Dans les années 1950, l’industrie minérale québécoise se déplace vers les régions nordiques pour contrer l’épuisement des ressources situées dans les régions du Moyen-Nord comme l’Abitibi. Ainsi, des mines de fer entrent en exploitation au Nouveau-Québec et au Labrador, de fer et de titane sur la Côte-Nord, de cuivre et d’or dans la région de Chibougamau-Chapais et de cuivre au centre de la Gaspésie, à Murdochville. Une mine d’amiante entre en activité dans la pointe nord de l’Ungava, à Purtuniq. Plus près de notre région, des mines de cuivre, de zinc et d’or sont mises en opération dans le nord de l’Abitibi, plus précisément à Matagami, à Joutel et à la mine Selbaie. L’entrée en production de ces mines assure la croissance de l’industrie minérale, jusqu’à la fin des années 1970. Au tournant des années 1980, cette industrie entre dans une phase de déclin, ce qui se répercute sur les activités et l’emploi en région, comme l’illustre la situation abitibienne.
À l’instar du reste de la province, l’industrie minérale connaît sa part de problèmes en Abitibi, dans les années 1960. La situation qui prévaut dans les mines d’or l’illustre bien. À leur apogée, en 1942, l’Abitibi compte 42 mines d’or en exploitation. En 1955, il n’y en a plus que 16 et ce nombre descend à 6, en 1970. La production de cuivre et de zinc, les autres métaux exploités dans la région, connaît les mêmes problèmes difficultés. L’épuisement des mines entraîne une diminution des emplois dans le secteur de l’extraction. Ainsi, entre 1970 et 1983, le nombre d’emplois diminue considérablement, passant de 6 000 à 2 500. Cependant, le secteur de la transformation se porte mieux et l’on constate une augmentation des emplois dans la fonte et l’affinage, passant de 3 800 en 1972 à 4 500 en 1983. En somme, la situation des mines dans le sud de l’Abitibi n’est sans commune mesure avec celle des nouveaux secteurs d’exploitation de Matagami et de Joutel.

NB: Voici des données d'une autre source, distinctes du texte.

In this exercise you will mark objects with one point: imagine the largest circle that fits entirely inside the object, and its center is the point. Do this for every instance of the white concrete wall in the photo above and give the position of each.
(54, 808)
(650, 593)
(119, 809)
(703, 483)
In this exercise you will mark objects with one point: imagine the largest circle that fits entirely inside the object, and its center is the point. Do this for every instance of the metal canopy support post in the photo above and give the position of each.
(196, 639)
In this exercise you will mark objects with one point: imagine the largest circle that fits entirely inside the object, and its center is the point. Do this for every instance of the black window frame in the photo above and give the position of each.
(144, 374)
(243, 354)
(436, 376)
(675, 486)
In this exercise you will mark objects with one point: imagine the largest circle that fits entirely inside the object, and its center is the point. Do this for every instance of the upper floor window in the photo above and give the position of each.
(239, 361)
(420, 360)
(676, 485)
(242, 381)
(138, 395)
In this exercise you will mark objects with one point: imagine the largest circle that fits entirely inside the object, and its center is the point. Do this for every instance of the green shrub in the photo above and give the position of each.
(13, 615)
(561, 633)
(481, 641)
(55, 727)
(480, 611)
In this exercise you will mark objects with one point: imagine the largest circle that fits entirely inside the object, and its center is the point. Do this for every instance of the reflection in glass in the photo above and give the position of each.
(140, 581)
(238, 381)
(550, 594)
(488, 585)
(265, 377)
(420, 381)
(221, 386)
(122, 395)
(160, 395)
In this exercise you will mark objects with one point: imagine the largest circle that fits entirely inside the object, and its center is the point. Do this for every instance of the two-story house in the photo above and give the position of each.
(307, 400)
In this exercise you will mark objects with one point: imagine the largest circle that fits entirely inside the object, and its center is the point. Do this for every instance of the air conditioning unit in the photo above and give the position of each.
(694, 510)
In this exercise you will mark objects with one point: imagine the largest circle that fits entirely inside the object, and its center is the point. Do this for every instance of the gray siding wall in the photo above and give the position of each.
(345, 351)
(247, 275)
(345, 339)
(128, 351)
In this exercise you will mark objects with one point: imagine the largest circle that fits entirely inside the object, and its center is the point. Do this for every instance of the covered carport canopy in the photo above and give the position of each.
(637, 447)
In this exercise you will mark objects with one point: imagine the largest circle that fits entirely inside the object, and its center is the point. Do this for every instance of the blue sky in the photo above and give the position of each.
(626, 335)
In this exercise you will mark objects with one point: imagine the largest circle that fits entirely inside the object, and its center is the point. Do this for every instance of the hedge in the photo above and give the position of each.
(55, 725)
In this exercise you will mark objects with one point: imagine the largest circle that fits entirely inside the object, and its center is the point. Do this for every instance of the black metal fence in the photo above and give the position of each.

La découverte de gisements importants de minerai au lac Matagami et au lac Bachelor date du milieu des années 1950. En 1961, une route permanente relie désormais Amos à Matagami et, l’année suivante, un embranchement de la voie ferrée permet une liaison directe avec la ligne Chibougamau-Barraute. C’est le début de la ruée vers Matagami. Le ministère des Ressources naturelles embauche une firme spécialisée afin d’élaborer un plan d’urbanisme et faire de Matagami une ville modèle. Lorsque les premières familles arrivent dans le secteur, vers 1963, les infrastructures de base sont déjà en place. La population provient des autres villes minières et forestières de l’Abitibi-Témiscamingue et de diverses régions périphériques. Toutefois, Matagami connaît un fort roulement de population. Par ailleurs, la population augmente considérablement lors de la construction de la route Matagami-LG2, passant de 3 000 en 1971 à 5 000. La fin des travaux de construction entraîne une diminution de la population. En 1986, 2 700 personnes habitent à Matagami et 32 % de la population active travaille dans les mines. Matagami, située à la limite nord de l’Abitibi, demeure une ville tremplin pour la baie James.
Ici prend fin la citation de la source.